Элина недоверчиво смотрела на него. Он беспокоится, что она может нарочно уморить себя голодом? Что за нелепая идея! Элина развеселилась. Это сильно смахивало на трагических героинь в пьесах. Надо же, уморить себя голодом!
Ее удивленный вид привел Рене в замешательство.
– Ответь мне, Элина! Ты умышленно отказываешься от еды? Или у тебя есть другое объяснение твоему странному поведению?
Его слова напомнили ей, над чем она работала, перед тем как он вошел. Внезапно осознав, что оставила рисунок на виду, она взглянула на кровать. Рене проследил за ее взглядом. Выражение его лица смягчилось, и она с облегчением вздохнула, надеясь, что, получив ответ на свой вопрос, он оставит ее в покое. Вместо этого он схватил рисунок, прежде чем она успела ему помешать. В стремлении отобрать у него рисунок Элина, забыв, что не одета, обошла кровать.
Рене еще не успел взглянуть на рисунок, занятый мыслями о ней. Элина ринулась к нему и попыталась выхватить у него альбом, не обращая внимания на то, что ее волосы свободно рассыпались по плечам, а ночная рубашка распахнулась.
– Отдай! – воскликнула она, когда он отдернул руку. – Рисунок еще не закончен! – Она потянулась за его рукой, не замечая, что ее тело прильнуло к нему и их разделяет всего лишь тонкий слой льняного полотна.
– Так вот чем ты была занята, что даже не удосужилась поесть? – озадаченно спросил он, с легкостью отражая ее попытки согнуть его сильную мускулистую руку. – Боже мой, милые глазки, плод твоих стараний, должно быть, восхитителен. Теперь перестань виснуть на мне, чтобы я мог взглянуть на результат твоих трудов.
– Нет! Не нужно смотреть на него, пока он не окончен! Не обращая внимания на ее протесты, Рене бросил альбом на кровать, но, когда она повернулась в ту сторону, обхватил ее за талию, поднял и прижал к себе.

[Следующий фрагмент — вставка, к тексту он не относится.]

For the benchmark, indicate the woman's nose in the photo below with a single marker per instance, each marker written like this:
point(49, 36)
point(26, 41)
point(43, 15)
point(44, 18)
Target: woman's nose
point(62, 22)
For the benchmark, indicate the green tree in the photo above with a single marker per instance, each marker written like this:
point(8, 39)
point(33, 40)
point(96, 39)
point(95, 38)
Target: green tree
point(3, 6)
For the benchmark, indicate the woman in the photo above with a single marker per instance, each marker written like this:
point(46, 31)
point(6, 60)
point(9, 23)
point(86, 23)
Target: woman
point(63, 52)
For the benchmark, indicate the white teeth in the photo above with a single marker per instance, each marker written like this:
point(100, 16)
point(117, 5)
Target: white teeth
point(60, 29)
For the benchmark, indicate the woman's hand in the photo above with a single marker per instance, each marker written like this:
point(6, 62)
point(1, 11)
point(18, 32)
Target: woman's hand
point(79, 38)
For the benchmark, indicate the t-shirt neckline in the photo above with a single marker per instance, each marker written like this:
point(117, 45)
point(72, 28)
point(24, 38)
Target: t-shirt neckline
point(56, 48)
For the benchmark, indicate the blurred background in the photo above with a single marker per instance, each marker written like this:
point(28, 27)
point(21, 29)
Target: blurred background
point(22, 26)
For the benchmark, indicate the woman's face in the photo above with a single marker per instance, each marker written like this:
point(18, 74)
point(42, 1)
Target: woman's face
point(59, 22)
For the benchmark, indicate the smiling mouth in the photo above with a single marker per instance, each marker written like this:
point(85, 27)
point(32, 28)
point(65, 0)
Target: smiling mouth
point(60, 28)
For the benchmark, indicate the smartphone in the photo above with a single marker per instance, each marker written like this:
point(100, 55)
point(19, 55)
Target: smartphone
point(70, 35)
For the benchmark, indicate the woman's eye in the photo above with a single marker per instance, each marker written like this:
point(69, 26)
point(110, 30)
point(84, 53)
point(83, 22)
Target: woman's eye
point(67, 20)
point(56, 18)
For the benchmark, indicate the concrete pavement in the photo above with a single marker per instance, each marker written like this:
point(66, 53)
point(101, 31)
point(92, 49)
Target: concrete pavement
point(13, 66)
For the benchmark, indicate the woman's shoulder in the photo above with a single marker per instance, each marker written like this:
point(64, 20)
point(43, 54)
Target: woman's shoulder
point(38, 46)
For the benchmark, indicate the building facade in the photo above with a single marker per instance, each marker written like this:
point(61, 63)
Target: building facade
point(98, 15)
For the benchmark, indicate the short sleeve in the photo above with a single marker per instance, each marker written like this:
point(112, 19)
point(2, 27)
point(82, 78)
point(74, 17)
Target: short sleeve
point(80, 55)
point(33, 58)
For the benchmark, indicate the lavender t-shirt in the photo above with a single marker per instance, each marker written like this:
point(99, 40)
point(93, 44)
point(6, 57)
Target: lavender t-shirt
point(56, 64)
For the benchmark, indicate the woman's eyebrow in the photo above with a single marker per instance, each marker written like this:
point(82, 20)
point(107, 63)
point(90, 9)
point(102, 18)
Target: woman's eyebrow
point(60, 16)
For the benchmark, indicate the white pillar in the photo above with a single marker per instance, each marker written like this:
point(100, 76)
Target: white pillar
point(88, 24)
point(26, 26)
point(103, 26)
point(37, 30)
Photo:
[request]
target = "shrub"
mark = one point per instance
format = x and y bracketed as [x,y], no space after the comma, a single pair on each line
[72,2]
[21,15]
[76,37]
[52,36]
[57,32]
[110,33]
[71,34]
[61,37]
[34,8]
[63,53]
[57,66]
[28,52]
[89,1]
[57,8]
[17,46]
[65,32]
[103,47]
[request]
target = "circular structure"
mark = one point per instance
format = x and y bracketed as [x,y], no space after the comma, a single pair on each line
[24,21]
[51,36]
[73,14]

– Немедленно отпусти меня! – закричала она, пиная его пяткой в голень. Он отнес ее к двери на террасу, вытолкнул наружу и запер за ней дверь. Дрожа от бессильной ярости, она принялась колотить в стекло, наблюдая, как он направился к постели и взял в руки альбом. В считанные минуты она ухватилась за подоконник и проникла в комнату, но было уже поздно. Грозно нахмурив брови, Рене рассматривал рисунок.
Затаив дыхание, она ждала, что он скажет. Рене медленно поднял голову и посмотрел на нее с явным недоверием.
– И какова твоя цель? – сурово спросил он.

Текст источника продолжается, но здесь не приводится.